07-22-2022 11:07 AM - last edited 07-22-2022 11:08 AM
Excel Batch Delete (40x Faster)
Instead of performing a slow 1 deletion per action, these flows send arrays of deletion primary keys to an Office Script. On the Excel side the script can then delete each row it finds with a primary key in the deletion input array.
In testing the flow completes 1500 row deletions per minute, about 40x faster than the standard Excel delete row actions at max 50 concurrency. And it accomplished each 750 deletions with less than 8 actions or about 1% of the standard 750 action API calls.
The "results" output of the Run script action returns the change in the number of rows, so the number of rows removed since the script started running. The last few actions will check if the number of rows in the deletion array match the change in number of rows & force a flow failure to make it clear that there was an error.

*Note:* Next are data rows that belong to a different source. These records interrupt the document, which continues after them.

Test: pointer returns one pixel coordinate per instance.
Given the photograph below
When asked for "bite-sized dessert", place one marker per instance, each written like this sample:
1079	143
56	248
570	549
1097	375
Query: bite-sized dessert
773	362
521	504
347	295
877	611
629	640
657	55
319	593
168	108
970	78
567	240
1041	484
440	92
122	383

Version 3.1 closer to what is reviewed in the YouTube video is still available here. But for version 4 you can follow the Import & Set-Up instructions below.
Version 4 Import & Set-Up
Go to the bottom of this post & download the BatchExcel_1_0_0_xx.zip file. Go to the Power Apps home page (https://make.powerapps.com/). Select Solutions on the left-side menu, select Import solution, Browse your files & select the BatchExcel_1_0_0_xx.zip file you just downloaded. Then select Next & follow the menu prompts to apply or create the required connections for the solution flows.
Once imported, find the Batch Excel solution in the list of solution & click it to open the solution. Then click on the Excel Batch Deletes V4 item to open the flow. Once inside the flow, delete the PlaceholderValue Delete after import action.
Open the Office Script Batch Delete action to the script code. Select everything inside the compose input & control + C copy it to the clipboard.
Then find & open an Excel file in Excel Online. Go to the Automate tab, click on New Script & remove all the placeholder script code.
Control + V paste the Batch Delete script code from the clipboard into the menu. Then rename the script BatchDeleteV4 & save it. That should make the BatchDeleteV4 reference-able in the later Run script flow action.
Go to the Batch Delete Excel scope to the List rows & Filter array actions. Input your Location, Document Library, File, & Table for your dataset.
Then in the Filter array action you can add any more complex filters to filter down to just the rows/records you want deleted.
Then in the Run script Delete Excel Rows action input your Location, Document Library, File, & Script. Once you enter the correct script it should load more parameters where you can enter your Table Name, Primary Key Column Names, & Delete Data. The DeleteDataPrimaryKeyColumnName should be the column name of the primary key from the data that is being fed in the DeleteData input. DestinationPrimaryKeyColumnName should be the column name of the primary key from the destination Excel table where the data is being deleted. In the regular Excel Batch Delete V4 flow & any flow where one is pulling from the destination table itself in the List rows to tell what rows to delete, the two PrimaryKeyColumnName inputs will be the same because they are both the primary key column name from the destination table. So they may only be different when the DeleteData is not coming from the destination table data.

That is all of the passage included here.